Abstract

Research article emphasizes on the impact of braking concepts considering regenerative braking system and energy consumption aspects in electric vehicles through a new perspective. The electric vehicle system is modeled and simulated using the MATLAB/Simulink software. A dataset is developed using the virtual simulation environment created by co-simulation using the MATLAB/Simulink and the IPG Carmaker software.
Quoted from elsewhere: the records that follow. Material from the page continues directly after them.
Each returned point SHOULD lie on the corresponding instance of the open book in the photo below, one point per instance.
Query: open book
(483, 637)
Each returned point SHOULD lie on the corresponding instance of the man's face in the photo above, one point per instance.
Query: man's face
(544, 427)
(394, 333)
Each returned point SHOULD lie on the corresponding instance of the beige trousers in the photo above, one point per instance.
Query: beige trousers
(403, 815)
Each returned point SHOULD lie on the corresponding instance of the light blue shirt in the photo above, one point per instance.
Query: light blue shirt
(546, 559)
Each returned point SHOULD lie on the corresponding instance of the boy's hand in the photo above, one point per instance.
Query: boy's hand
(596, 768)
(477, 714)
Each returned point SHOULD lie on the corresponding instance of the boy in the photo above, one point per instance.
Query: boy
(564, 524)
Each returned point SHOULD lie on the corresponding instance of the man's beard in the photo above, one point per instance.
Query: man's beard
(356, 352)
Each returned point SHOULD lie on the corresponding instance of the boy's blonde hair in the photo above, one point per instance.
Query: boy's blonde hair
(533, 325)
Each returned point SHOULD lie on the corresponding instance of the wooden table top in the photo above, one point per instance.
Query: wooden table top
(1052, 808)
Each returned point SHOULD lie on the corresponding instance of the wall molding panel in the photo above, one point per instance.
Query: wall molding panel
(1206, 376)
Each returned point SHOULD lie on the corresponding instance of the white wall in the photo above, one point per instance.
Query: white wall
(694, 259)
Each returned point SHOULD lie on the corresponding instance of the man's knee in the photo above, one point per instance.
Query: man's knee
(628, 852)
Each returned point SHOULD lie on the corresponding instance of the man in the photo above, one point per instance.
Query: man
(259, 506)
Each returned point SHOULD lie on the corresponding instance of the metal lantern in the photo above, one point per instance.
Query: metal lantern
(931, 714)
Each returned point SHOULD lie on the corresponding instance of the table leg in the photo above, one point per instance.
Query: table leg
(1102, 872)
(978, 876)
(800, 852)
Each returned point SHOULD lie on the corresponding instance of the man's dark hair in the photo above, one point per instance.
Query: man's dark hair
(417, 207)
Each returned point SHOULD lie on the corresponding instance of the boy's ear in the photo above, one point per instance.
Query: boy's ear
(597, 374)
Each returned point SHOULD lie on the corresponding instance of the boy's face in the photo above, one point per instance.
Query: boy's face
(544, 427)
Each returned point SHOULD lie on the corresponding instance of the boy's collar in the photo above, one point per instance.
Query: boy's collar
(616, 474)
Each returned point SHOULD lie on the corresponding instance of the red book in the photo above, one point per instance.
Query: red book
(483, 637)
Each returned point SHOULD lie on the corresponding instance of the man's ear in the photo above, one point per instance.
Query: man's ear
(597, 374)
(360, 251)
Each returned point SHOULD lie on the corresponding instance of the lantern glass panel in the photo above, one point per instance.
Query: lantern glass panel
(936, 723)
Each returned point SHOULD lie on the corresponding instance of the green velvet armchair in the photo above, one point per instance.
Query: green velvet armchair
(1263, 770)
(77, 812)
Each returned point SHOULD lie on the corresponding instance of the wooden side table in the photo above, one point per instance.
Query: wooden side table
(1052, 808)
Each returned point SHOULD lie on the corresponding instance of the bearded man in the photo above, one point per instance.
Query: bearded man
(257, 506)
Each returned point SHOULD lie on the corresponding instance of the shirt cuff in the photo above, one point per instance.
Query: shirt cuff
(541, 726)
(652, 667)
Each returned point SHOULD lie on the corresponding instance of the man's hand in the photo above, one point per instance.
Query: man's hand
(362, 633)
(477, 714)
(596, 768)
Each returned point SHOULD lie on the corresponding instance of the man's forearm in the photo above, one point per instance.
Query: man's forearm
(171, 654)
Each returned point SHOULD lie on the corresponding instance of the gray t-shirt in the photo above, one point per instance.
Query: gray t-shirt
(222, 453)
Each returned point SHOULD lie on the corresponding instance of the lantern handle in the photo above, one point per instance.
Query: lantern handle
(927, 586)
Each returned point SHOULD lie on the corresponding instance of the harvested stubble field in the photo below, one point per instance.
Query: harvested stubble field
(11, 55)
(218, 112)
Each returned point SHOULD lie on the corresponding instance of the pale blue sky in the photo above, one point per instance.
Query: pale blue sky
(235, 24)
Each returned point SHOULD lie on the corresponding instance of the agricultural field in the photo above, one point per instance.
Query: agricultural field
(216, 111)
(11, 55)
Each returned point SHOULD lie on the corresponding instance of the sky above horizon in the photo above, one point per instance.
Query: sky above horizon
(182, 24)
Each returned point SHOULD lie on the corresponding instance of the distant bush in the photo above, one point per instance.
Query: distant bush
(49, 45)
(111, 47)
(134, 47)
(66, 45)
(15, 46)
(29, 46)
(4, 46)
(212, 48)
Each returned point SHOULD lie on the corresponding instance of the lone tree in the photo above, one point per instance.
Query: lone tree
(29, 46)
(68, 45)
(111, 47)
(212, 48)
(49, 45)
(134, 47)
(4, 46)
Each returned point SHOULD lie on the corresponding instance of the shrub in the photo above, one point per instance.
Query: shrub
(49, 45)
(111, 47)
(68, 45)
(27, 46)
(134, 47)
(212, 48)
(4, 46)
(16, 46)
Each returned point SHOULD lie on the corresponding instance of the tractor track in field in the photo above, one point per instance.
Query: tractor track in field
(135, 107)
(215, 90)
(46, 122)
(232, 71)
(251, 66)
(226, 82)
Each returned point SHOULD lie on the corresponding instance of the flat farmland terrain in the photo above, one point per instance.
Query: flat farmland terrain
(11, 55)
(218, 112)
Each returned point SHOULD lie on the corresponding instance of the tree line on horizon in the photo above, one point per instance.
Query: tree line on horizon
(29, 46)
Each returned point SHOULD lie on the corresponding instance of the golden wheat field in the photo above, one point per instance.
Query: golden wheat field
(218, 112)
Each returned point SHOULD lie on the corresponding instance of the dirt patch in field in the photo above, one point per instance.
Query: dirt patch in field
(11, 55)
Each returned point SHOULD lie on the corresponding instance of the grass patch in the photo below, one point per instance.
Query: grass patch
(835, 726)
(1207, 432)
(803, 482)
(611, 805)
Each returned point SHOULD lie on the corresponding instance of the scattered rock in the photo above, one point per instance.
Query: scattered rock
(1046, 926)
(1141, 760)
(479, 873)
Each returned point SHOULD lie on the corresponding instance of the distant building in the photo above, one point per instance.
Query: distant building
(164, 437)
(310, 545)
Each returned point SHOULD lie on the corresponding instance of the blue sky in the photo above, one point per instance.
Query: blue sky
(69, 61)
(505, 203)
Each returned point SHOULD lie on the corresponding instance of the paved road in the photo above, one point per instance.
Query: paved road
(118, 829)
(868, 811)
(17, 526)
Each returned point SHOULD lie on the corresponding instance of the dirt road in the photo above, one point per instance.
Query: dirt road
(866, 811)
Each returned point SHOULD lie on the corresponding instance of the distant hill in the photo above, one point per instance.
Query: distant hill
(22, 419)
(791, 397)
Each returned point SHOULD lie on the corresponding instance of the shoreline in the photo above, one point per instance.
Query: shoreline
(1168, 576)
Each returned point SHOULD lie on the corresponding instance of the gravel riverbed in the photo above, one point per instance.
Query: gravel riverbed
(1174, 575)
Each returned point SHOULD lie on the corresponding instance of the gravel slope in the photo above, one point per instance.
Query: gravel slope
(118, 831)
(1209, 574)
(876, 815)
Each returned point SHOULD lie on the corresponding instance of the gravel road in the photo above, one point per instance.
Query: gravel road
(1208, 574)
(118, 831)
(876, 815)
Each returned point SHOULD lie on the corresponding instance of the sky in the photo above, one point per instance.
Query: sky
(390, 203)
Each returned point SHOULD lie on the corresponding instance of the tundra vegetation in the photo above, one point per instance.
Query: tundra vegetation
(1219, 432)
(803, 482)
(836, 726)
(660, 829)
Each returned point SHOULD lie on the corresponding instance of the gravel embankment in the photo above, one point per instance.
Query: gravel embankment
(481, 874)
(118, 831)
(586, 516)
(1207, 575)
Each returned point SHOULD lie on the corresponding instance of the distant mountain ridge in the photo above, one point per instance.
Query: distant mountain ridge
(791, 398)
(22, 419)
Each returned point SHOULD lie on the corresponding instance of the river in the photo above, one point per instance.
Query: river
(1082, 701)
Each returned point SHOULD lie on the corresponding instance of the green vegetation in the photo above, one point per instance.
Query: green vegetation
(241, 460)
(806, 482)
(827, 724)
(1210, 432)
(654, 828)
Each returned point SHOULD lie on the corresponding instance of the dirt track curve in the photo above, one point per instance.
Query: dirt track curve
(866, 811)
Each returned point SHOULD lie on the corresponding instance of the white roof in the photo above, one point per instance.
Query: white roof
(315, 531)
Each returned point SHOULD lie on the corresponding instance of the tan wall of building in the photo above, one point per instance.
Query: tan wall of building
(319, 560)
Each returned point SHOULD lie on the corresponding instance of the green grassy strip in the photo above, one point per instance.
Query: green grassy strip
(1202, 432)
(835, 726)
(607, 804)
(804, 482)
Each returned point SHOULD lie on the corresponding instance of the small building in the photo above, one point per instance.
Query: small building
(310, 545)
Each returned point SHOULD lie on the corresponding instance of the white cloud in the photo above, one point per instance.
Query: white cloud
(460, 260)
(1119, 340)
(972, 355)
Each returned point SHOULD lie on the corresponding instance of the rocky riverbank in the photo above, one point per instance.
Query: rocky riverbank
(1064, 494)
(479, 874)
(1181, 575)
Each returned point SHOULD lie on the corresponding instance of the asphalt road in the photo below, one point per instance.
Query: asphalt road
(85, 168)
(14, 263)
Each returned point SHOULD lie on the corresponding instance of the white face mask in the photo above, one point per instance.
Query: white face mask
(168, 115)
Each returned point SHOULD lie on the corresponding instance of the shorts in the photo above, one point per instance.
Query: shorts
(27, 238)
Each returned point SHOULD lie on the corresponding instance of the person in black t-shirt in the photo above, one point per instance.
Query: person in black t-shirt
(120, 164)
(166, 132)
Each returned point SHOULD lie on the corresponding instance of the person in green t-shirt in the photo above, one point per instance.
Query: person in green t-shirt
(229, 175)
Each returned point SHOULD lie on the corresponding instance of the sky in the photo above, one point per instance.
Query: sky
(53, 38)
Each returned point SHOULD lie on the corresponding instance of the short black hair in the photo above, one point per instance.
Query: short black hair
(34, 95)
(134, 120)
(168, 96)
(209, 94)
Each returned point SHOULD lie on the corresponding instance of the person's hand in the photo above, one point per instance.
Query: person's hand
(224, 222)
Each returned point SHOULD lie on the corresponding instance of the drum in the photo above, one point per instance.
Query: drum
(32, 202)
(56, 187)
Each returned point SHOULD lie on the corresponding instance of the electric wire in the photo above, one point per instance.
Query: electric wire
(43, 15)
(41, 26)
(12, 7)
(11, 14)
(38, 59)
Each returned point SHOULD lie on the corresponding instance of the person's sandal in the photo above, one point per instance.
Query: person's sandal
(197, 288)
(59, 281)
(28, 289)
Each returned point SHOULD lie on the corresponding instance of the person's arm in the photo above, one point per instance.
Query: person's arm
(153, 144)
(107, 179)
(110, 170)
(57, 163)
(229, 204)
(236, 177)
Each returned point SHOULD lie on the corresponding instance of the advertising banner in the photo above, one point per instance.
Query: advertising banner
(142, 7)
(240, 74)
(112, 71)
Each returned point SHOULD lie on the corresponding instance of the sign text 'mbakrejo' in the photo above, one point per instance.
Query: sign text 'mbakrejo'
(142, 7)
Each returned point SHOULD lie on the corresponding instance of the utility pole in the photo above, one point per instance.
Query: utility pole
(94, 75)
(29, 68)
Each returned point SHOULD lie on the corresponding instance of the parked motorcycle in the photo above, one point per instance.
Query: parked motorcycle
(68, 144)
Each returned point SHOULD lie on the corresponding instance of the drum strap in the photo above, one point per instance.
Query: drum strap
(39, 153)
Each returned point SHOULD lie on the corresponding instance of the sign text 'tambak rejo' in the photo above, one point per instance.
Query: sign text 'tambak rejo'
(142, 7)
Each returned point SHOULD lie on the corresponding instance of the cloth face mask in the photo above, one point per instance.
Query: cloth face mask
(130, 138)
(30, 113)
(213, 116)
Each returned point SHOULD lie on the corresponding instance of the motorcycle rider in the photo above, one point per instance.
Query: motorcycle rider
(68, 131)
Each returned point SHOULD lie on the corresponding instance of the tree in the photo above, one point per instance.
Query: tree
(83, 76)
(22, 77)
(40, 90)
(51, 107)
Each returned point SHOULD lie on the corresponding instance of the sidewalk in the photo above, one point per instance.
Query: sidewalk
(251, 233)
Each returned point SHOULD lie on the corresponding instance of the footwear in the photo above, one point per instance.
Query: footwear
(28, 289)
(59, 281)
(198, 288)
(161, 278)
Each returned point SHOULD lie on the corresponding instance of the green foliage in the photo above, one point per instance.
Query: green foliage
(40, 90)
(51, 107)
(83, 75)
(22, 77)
This dataset is also used in a neural network model based on adaptive neuro fuzzy logic and the system performance is analyzed. Parameters considered for training the neural network are the brake pedal displacement, braking change rate and the need for brake application. The highlight of this study is the focus on a front wheel driven electric vehicle, which uses a standard drive cycle input to validate the model. The significant parameters evaluated in this study include the braking effects, kinetic energy, regenerative braking torque, battery state of the charge and the motor torque. The torque generation and its intended braking force requirements based on the acceleration, deceleration and braking conditions are the notable observations. The regenerative capability of this proposed system design is also illustrated along with the surface plots based on the training dataset. Investigation and analysis reveal that, the battery state of charge could be revived throughout the drive with a steady and stable increase. Transitions of motor torques between tractive and regenerative phases are also illustrated and explained for clarity and brevity.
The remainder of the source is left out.